Sewindu, Cinta Itu Tentang Waktu
Sewindu, sebagai sebentuk ukiran-ukiran kata berjiwa
seorang Tasaro GK dalam memaknai dan menghikmahi cinta, bertutur tentang kisah
perjalanan hidupnya, mulai dari kehidupan pernikahannya, pergulatannya dengan
dunia tulis-menulis, hingga pemaknaannya akan keluarga kecil dan keluarga
besarnya. Bergaya tutur lugas, mengalir dan santai ala cerpen. Keseluruhan kisah yang merangkai satu energi, yakni
cinta, yang terbawa dalam pusaran waktu sewindu.
Semua tampak berbeda dari setiap karya yang diramu apik
dalam kisah-kisah fiksinya, semua terasa lebih “bertutur” karena dalam Sewindu
ia bernarasi tentang setiap jengkal episode dan wilayah hidupnya dalam
kebersahajaan, kejujuran bahkan kejenakaan.
Ia menjumpai banyak pribadi yang mengisi setiap ruang
hidup dan pribadinya, dari masa kanak-kanak hingga usia matangnya dan
bermetamorfosis menjadi seorang ayah. Bersinggungan dengan dengan gempita dunia
kampus dan komunitas yang digelutinya, bahkan ia memasuki riuhnya dunia kerja
yang kompleks dalam arus gelombang yang bertumbuh.
Yah, arus itu bernama cinta, dan cinta itu tentang waktu.

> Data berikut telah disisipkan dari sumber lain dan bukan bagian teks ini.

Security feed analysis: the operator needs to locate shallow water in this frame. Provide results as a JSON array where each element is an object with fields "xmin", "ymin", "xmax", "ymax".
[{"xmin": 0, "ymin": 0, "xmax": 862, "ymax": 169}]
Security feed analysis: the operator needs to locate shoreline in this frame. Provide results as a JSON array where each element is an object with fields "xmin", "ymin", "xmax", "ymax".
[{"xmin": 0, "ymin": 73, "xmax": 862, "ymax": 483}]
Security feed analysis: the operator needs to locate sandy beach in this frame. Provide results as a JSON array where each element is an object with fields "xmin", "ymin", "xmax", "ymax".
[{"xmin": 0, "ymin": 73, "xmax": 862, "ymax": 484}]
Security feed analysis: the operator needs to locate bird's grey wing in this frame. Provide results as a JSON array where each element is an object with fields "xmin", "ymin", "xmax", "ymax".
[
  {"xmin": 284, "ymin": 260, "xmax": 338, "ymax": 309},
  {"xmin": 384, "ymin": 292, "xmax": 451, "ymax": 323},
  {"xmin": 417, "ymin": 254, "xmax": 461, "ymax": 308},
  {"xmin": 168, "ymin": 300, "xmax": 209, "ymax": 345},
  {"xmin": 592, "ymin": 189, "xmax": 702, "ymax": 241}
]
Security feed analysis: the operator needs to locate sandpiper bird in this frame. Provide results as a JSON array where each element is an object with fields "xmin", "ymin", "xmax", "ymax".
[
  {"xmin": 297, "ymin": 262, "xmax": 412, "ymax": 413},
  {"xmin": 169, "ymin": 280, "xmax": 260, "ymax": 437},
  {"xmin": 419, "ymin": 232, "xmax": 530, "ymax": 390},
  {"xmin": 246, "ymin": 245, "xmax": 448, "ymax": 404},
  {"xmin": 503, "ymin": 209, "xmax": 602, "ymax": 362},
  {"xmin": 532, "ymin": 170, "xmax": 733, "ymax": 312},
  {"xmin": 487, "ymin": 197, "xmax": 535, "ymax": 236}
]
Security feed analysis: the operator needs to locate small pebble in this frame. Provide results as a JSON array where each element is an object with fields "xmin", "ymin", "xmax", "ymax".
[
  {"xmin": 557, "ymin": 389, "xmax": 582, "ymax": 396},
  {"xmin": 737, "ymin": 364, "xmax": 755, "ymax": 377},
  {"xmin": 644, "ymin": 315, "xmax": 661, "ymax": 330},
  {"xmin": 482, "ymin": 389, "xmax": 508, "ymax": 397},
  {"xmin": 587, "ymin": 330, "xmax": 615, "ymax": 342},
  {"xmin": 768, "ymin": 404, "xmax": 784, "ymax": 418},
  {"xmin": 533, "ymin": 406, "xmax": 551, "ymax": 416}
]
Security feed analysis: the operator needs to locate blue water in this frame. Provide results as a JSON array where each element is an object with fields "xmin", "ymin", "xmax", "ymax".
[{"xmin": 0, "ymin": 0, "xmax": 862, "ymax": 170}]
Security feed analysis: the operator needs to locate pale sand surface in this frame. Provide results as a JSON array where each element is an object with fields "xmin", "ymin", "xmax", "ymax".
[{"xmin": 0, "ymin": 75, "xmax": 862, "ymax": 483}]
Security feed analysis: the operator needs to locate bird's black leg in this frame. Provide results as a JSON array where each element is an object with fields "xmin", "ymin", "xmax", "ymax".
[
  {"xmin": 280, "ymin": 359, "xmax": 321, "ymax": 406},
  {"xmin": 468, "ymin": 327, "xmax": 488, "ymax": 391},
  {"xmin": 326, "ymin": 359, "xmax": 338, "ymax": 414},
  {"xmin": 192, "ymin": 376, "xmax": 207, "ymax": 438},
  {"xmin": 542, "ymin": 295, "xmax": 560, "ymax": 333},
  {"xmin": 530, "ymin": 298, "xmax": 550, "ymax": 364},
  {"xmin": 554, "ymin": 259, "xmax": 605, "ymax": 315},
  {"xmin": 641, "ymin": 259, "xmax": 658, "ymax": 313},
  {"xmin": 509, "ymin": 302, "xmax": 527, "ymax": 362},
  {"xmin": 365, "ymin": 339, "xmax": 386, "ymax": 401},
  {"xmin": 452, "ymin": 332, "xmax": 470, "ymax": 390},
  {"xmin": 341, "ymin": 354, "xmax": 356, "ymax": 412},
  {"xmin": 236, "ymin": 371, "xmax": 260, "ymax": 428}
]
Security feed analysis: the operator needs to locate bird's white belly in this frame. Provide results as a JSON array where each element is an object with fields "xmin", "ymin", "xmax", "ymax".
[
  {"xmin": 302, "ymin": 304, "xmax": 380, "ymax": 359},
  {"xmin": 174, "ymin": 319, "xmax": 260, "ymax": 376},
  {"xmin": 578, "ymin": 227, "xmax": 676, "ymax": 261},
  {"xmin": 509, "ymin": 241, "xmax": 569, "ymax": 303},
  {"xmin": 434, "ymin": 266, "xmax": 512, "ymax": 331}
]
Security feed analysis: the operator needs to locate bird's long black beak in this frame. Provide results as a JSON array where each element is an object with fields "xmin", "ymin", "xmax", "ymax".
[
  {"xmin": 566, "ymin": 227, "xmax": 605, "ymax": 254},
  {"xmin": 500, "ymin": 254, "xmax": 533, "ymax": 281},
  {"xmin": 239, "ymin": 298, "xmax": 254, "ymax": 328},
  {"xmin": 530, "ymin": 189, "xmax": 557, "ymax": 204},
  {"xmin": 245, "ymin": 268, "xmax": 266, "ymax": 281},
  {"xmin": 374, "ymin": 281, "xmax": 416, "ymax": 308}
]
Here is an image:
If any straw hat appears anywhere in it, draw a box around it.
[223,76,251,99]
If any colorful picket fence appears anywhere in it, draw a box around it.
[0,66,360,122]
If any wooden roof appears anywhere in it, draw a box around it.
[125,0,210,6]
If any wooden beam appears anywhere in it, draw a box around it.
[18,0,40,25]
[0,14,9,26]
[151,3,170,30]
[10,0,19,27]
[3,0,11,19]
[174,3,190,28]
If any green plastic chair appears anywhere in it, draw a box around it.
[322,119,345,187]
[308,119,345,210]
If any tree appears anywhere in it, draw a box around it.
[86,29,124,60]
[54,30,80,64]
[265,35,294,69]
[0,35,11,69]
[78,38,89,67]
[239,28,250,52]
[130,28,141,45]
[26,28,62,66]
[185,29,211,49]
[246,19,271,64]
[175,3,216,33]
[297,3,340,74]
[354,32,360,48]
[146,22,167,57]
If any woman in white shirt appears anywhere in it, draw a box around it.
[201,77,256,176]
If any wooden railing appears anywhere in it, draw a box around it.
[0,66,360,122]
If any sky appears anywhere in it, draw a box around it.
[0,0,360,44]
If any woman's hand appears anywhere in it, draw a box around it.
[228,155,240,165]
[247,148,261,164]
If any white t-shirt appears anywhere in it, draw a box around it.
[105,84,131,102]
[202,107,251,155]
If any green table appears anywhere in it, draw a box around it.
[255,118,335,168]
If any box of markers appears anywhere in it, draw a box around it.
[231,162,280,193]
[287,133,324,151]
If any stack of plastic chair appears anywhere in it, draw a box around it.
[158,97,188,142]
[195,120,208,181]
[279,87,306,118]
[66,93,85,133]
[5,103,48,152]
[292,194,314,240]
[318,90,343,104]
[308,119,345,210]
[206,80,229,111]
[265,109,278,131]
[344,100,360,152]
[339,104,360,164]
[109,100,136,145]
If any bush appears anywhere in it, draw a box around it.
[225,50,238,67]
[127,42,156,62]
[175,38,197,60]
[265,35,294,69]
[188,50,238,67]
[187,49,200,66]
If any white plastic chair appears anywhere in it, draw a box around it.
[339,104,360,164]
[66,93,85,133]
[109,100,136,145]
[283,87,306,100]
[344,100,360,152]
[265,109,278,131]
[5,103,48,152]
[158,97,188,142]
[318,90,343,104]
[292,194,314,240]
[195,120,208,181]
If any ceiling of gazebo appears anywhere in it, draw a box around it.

“Hari ini, jika ada seseorang yang menampik bahwa ibu
rumah tangga butuh profesionalisme dan dedikasi luar biasa, saya siap
habis-habisan mendebatnya. Saya pikir, siapa pun yang betul-betul mencermati
seorang ibu rumah tangga dalam berpikir, berkeputusan, dan bergerak, ia akan
buru-buru berhenti memandang profesi ini sebelah mata.” (hal.33)
“Lelaki bugar berhati sentimentil itu jatuh cinta pada
cara istrinya menyetrika baju.” Mencinta dengan Sederhana. (hal. 41)
“Ekspresi cinta suami kepada istri atau orang tua kepada
anak jelas sangat beragam. Setiap mereka memilih cara tersendiri untuk
mengungkapkan rasa sayang. Ada yang betul-betul demonstratif, tetapi banyak
juga yang menyimpan rapat di hati. “ (hal. 72)
“Memahami kekurangan suami atau istri adalah sebuah fase
mencengangkan. Sedangkan, menerima kekurangan itu kemudian mengusulkan kompromi
logis untuk sebuah perbaikan adalah sebuah tahap yang spektakuler. Saya akan
sangat menghargai proses ke arah itu.” Just The Way I Am. (hal. 79)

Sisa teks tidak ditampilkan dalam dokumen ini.